Overview
Join to apply for the Tech Lead – Data Engineering role at The Citco Group Limited.
Citco is a global leader in financial services, delivering innovative solutions to some of the world’s largest institutional clients. We harness the power of data to drive operational efficiency and informed decision-making. We are looking for a Tech Lead – Data Engineering with extensive Databricks expertise and AWS experience to lead mission-critical data initiatives.
Responsibilities
* Databricks Platform & Architecture: Architect and maintain Databricks Lakehouse solutions using Delta Lake for ACID transactions and efficient data versioning. Leverage Databricks SQL Analytics for interactive querying and report generation. Manage cluster lifecycle (provisioning, sizing, scaling) and optimize Spark jobs for cost and performance. Implement structured streaming pipelines for near real-time data ingestion and processing. Configure and administer Databricks Repos, notebooks, and job scheduling/orchestration to streamline development workflows.
* AWS Cloud Integration: Integrate Databricks with AWS S3 as the primary data lake storage layer. Design and implement ETL/ELT pipelines using AWS Glue catalog, AWS Lambda, and AWS Step Functions where needed. Ensure proper networking configuration (VPC, security groups, private links) for secure and compliant data access. Automate infrastructure deployment and scaling using AWS CloudFormation or Terraform.
* Data Pipeline & Workflow Management: Develop and maintain scalable, reusable ETL frameworks using Spark (Python/Scala). Orchestrate complex workflows, applying CI/CD principles (Git-based version control, automated testing). Implement Delta Live Tables or similar frameworks to handle real-time data ingestion and transformations. Integrate with MLflow (if applicable) for experiment tracking and model versioning, ensuring data lineage and reproducibility.
* Performance Tuning & Optimization: Conduct advanced Spark job tuning (caching strategies, shuffle partitions, broadcast joins, memory optimization). Fine-tune Databricks clusters (autoscaling policies, instance types) to manage cost without compromising performance.
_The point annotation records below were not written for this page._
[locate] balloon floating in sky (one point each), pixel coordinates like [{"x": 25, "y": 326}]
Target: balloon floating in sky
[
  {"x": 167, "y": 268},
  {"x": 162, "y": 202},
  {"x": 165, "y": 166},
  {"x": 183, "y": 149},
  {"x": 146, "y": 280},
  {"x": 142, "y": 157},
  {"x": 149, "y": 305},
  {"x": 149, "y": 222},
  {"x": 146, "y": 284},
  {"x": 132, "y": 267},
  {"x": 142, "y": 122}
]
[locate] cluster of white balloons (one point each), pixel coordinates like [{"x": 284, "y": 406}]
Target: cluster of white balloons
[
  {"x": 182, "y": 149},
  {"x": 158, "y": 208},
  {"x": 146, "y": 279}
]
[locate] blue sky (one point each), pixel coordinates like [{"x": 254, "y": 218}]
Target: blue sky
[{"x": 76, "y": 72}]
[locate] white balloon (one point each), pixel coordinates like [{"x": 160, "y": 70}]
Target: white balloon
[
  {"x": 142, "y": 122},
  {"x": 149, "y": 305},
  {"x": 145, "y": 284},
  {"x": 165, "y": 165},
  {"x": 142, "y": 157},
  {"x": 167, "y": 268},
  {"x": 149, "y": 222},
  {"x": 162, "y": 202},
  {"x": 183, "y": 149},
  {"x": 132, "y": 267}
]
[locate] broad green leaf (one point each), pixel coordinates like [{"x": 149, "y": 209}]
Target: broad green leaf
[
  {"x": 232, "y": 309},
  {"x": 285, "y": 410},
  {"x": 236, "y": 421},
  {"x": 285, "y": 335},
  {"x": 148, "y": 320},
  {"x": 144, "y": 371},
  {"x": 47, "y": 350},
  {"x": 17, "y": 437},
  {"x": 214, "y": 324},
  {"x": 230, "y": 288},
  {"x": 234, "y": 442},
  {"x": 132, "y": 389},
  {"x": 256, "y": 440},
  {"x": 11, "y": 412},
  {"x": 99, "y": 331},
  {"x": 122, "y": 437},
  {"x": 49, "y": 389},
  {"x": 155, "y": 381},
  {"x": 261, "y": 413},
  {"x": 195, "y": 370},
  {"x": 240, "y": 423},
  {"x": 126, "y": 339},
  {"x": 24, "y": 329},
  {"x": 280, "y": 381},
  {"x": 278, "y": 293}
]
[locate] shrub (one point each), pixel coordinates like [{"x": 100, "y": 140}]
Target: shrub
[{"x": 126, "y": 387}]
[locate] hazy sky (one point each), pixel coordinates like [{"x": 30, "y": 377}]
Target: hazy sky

Optimize I/O performance and concurrency for large-scale data sets.
* Security & Governance: Implement Unity Catalog or equivalent Databricks features for centralized governance, access control, and data lineage. Ensure compliance with industry standards (e.g., GDPR, SOC, ISO) and internal security policies. Apply IAM best practices across Databricks and AWS to enforce least-privilege access.
* Technical Leadership & Mentorship: Lead and mentor a team of data engineers, conducting code reviews, design reviews, and knowledge-sharing sessions. Champion Agile or Scrum development practices, coordinating sprints and deliverables. Serve as a primary technical liaison, working closely with product managers, data scientists, DevOps, and external stakeholders.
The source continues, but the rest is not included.